Nesta conformidade é evidente que o objecto das buscas prendia-se necessariamente com a recolha de elementos com vista à identificação do terceiros/clientes que aderiram aos esquemas ilícitos oferecidos pelas sociedades buscadas fazendo com que esses documentos tivessem de ser, como foram, apreendidos porque relacionados com os ilícitos em causa e por serem úteis à prova e à investigação.
Por fim, sempre se dirá que possibilidade de apreensão de documentos de terceiros está prevista no art. 181°-1 do Cód. Processo Penal
Dispõe precisamente este que o juiz procede à apreensão em bancos ou outras instituições de crédito de documentos, títulos, valores quantias e quaisquer outros objectos, mesmo que em cofres individuais, quando tiver fundadas razões para crer que eles estão relacionados com um crime e se revelarão de grande interesse para a descoberta da verdade e para a prova, mesmo que não pertençam ao arguido ou não estejam depositados em seu nome.

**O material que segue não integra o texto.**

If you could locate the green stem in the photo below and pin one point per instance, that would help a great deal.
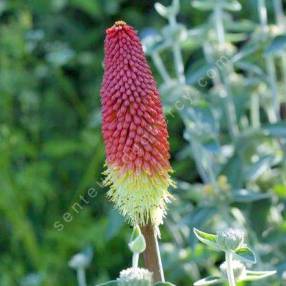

A decisão judicial justifica e fundamenta a apreensão.
Essa fundamentação não tem que constar do próprio auto de apreensão, já que nada na lei o impõe. Os “autos” contêm apenas a “menção dos elementos essenciais e da data e lugar da prática do acto a que respeitem” (art.163º do CPC, ex vi art. 4º do CPP). Nada justifica a deslocação da decisão (que “decide” da apreensão) para o auto de apreensão (que relata o cumprimento daquela decisão).
Têm, sim, os “terceiros”, direito a cópia do auto de apreensão (art. 183º, nº2 do CPP), o que não resulta do processo não ter sido cumprido. Tal falta constituiria irregularidade, a sanar com a imediata entrega das cópias eventualmente (e se) em falta (o que, repete-se, não resulta do apenso ter ocorrido).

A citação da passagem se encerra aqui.